I have a friend who's wife tells him--before you says something to others, big dog, say it to yourself three times.  Now that might work.  Maybe we won't say such things that we wish we would not have said.  Good idea smart lady.  Maybe lighten up the situation instead of harping might work toooo.  Make fun of it and not be soooo serious (i.e. don't get soooo offended).  Maybe if we can take a jab and not react with another jab life might be better tooo (i.e. don't go for the juggler all the time).  Or best yet, just keep our mouth shut.  Don't say anything.  Now I bet that would work sometimes instead of saying something stinging back.  Ever wonder if maybe you are wrong sometimes and the other person is right?  I'm going to try these things.  Yes I am. 

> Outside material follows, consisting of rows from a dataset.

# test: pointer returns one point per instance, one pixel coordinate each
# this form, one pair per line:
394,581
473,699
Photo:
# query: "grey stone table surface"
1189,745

When the kids were young and we were traveling in our mini van, sometimes Arlene and I would sorta kinda get after each other about directions.  They hated our disputes and would go as far back in the van as they could.  I don't think kids like their parents always being at each other.  I don't enjoy being around couples who are always jabbing, arguing, disagreeing, up shooting each other.  You get two strong personalities going after each other, well, it ain't pretty folks.  It gets real old to me (i.e. sorta kinda like the presidential debates).  Such is life.

I hope you don't think I'm harping here folks.  It's to be an encouragement.  Rocky says--Mortification means killing the very roots of self-love; pride and possessiveness, anger and violence, ambition and greed in all their disguises, however respectable those disguises may be, whatever uniforms they wear.  In fact, it really means the entire transformation of our personal, professional and political life into something more consistent with our real situation as small dependent, fugitive creatures; all sharing the same limitations and inheriting the same half-animal past.  That may not be very impressive or unusual; but it is the foundation of all genuine spiritual life...wherever we find people whose spiritual is robust and creative, we find that in one way or another this transformation has been effected and this price has been paid.

'We're all a little weird. And life is a little weird. And when we find someone whose weirdness is compatible with ours, we join up with them and fall into mutually satisfying weirdness -- and call it love -- true love.'  Talk about donkeys and elephants.  We have friends who are married; one is a stanch Democrat and the other a stanch Republican.  They are both active and vocal.  Can you believe that!  I don't know another couple who are this bi-polar but yet get along sooooo well (i.e. it appears).  They don't seem to harp at each other.  They are definitely unique.  I wonder if there will be some harping now that the election is over.  I hope there is no--I told you soooooo!

Just remember what ItchieBitchie says--Voting is like a jar of Jalapeno peppers--what you do today, might burn your ass tomorrow.

Have a FUN day my friends unless you have other plans. (-:

erv

MyFriendJean says--One person can start a quarrel, but it takes two to keep it going.